Yang, L, Yu, J, Ma, R, Zhao, F, Lin, X, Liu, P, Hu, H, Bai, F
Cardiology. 2013;(4):235-41
Abstract
OBJECTIVES This study aimed to determine whether combining a calcium channel blocker with either an angiotensin II receptor blocker or a β-blocker would have similar effects on sexual function in men with hypertension. METHODS This prospective, randomized study (ClinicalTrials.gov: NCT01238705) included 218 male participants with untreated hypertension. Patients were randomized to treatment with felodipine combined with irbesartan or metoprolol for 48 weeks. Sexual function was evaluated at baseline and after 48 weeks of therapy. The levels of serum sex hormones and markers of oxidative stress were measured at the same time. RESULTS There was no significant difference in the prevalence of erectile dysfunction before and after treatment in either group (p > 0.05). There were also no differences in the levels of serum testosterone, sex hormone-binding globulin or 4-hydroxynonenal before and after treatment in either group (p > 0.05).
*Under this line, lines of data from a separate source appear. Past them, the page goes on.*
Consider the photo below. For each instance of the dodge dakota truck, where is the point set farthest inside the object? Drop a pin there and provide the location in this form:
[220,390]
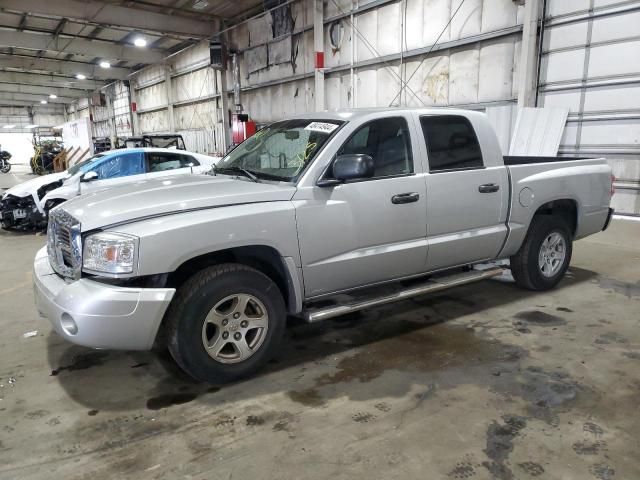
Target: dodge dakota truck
[314,216]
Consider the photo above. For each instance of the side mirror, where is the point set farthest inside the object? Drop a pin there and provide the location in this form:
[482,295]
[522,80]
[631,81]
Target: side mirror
[352,167]
[89,177]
In the felodipine-irbesartan group, sexual desire scores rose after treatment (p = 0.022) and the concentrations of serum 8-hydroxy-2'-deoxyguanosine and malondialdehyde declined (p < 0.001 and p = 0.002, respectively). The between-group differences for 8-hydroxy-2'-deoxyguanosine and malondialdehyde were not significant (p > 0.05, respectively). CONCLUSION The results suggest that felodipine-irbesartan may be more beneficial to the sexual desire of hypertensive male patients than felodipine-metoprolol. This effect was possibly relevant to irbesartan, which prevents oxidative stress to some extent.